(Note: This review is pretty much spoiler-free. Even if something looks like a spoiler, it doesn’t really tell you anything. Also, I think that the plot would have to make logical sense to be spoiled anyway, so…)
“It was hilariously bad. It was funnier than Precious, and it made less sense than Precious…. The only thing that can compare to Thor is Precious.”
- The Brother of Godsauce
“There is no way to write a review of this. It was a specific experience for everyone involved.”
- The Roommate of the Brother of Godsauce
Guys, I did not come here to hate on anything. Some of the monsters thought that Thor was great, and I honestly respect and appreciate that opinion. I thoroughly enjoyed watching it with my brother and his roommate. We probably enjoyed it too much, honestly, because our enjoyment was so loud and obnoxious that it seemed to detract from the enjoyment of others. Had we gone to the IMAX show, we might have been thrown out. Luckily, all we got were dirty looks.
The crux of the matter is this: Thor is utterly ridiculous. Every expressed emotion is so completely out of reasonable proportion that it is impossible to accept the characters at face value. All of them are two-dimensional sketches, with sudden, outsize emotional responses completely divorced from the context of the movie. The characters’ motives make no sense at all, at least not in terms of how they are developed. I am willing to accept that the Asgardians represent mythic archetypes and that their behavior corresponds broadly to those archetypes, but that doesn’t work dramatically without a mythic structure. In something like this, Thor would need to undergo a hero’s journey. Instead, his character arc is largely passive and incredibly sudden.
Worse than that, the necessarily deep relationships between these primal characters is never shown. The viewer has to fill in all of the blanks. Considering the wildly insane familial bombs that this movie drops, those are pretty big blanks! (TWSS) Most significantly, the primary antagonist, Loki, has to deal with insane revelations about his family that would mess with anyone, but none of his subsequent actions make any sense at all without a whole lot more context into who he is as a character and how he relates to Thor and Odin and everyone else.
Even if we give the Asgardians the benefit of the doubt regarding shallow characterization, the regular humans have no such excuse. They are supposed to be scientists, but it is never really made clear what exactly they are studying or why. More importantly, their interactions with each other, with Thor, and with S.H.I.E.L.D. do not in any way resemble the behavior of actual people. Watching the central relationship “develop” between Thor and Natalie Portman’s character Jane, is like watching a Cool Abed Films production of a superhero love story. All of the beats of the genre are present, but they are completely divorced from the emotions they attempt to present. In short, none of the rules of human relationships apply anywhere in this movie!
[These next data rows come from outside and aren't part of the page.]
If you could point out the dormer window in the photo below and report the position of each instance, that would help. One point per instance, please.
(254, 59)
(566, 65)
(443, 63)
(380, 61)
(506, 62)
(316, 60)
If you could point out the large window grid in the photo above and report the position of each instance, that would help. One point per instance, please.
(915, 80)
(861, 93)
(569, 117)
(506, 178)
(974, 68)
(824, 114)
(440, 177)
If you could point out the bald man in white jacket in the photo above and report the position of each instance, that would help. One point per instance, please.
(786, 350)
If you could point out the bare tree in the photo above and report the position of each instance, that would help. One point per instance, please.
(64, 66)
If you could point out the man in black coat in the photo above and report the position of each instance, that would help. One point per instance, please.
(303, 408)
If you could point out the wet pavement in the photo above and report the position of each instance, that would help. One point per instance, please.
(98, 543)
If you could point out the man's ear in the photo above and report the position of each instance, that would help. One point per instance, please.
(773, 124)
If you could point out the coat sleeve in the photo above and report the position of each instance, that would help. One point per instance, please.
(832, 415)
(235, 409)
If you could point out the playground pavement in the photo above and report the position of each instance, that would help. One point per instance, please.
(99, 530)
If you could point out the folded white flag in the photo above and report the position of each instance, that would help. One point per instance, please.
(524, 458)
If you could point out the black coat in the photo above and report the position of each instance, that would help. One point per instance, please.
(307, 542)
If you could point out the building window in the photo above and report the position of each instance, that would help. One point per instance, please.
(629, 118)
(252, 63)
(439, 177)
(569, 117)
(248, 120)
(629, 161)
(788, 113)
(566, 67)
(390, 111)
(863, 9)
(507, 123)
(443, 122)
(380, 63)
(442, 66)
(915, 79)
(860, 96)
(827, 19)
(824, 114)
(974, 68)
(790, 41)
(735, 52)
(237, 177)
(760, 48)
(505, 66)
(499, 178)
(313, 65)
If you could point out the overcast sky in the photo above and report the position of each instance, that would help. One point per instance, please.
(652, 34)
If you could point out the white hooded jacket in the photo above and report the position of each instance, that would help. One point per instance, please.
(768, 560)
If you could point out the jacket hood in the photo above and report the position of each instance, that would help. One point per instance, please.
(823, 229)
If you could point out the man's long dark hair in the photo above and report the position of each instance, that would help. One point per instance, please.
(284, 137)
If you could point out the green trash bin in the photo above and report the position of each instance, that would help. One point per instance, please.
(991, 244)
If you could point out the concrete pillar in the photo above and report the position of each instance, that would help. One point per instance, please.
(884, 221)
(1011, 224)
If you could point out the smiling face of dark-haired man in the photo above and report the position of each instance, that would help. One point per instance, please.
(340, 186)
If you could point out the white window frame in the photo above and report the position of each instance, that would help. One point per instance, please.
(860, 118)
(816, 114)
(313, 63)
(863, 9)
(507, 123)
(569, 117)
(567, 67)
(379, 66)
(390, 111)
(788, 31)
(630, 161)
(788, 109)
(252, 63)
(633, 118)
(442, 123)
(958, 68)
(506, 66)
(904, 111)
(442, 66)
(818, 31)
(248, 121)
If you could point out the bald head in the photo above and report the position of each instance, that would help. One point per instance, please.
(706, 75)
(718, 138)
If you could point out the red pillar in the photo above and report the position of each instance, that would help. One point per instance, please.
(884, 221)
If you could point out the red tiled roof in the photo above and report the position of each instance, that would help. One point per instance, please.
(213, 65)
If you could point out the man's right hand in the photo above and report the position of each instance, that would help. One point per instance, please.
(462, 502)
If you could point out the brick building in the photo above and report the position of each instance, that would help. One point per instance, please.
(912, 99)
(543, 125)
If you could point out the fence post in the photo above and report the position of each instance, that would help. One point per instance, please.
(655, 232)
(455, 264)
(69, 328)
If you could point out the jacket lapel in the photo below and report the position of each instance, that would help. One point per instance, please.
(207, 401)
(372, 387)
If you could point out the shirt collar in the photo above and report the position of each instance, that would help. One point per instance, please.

It’s almost as if the film were made by a director with great technical proficiency, but no experience with drama.
It seems that the director (and star) of Henry V had a hard time depicting succession drama in a war-torn, royal setting. The director (and star) of Hamlet found it difficult to dramatize a prince undergoing an internal struggle while coming to terms with the death of his father. Also, the director (and star) of Much Ado About Nothing couldn’t make it seem the least bit believable that two people were rapidly falling in love. Apparently, good writing is important!
It is so much fun to watch! The action scenes are kinetic and breathtaking, but edited in coherent way. The CGI is realistic enough to hold attention, but crazy enough to make the fantastic elements pop rather than fizzle. The costumes are insane, but strangely fitting. And then there’s this:
So does the good outweigh the bad? Not exactly. It’s more like the good and the bad have joined forces to fight the sane. The characters’ emotions are unearned, but they’re also hilariously over-the-top and stuck in the middle of a batshit crazy live-action cartoon where nothing makes any sense. Even the action sequences have little details (like Thor spinning his hammer) that highlight the absurdity of the whole thing. Ultimately, it is the accumulation of utterly bizarre what-the-fuckery that make this movie transcendent.
Multiple moments of this movie prompted me to say, “What?!” out loud. My entire party spent most of the movie laughing exuberantly at what was happening on-screen. Occasionally, the dialog is the culprit, but not as often as would be expected from the source material. More often, those great moments are crazy plot twists, like whatever Loki is doing at any given moment. Sometimes, they are bizarrely realized characterizations of minor Thor characters like Hogun, the vaguely Asian Asgardian, or Fandral, the swashbuckling Errol Flynn Asgardian. Crazy moments come during action scenes, and they come during the quiet moments, when characters are just sitting around or drinking beer.
The biggest of those moments came during the movie’s climax. I promise not to spoil anything for those of you who haven’t seen it, but several things surrounding the turning point had me falling over with laughter. Strangely, that scene wouldn’t have been at all funny were it not for the flaws I criticized earlier in this tl;dr review. That makes me wonder if Branagh did this all on purpose. Maybe he is a mad genius. When the result is this much fun, it might not matter.
My final verdict: I do not know if Thor was funnier than Precious, because I have not seen Precious, but my experience seeing Thor was worth both the time and the money.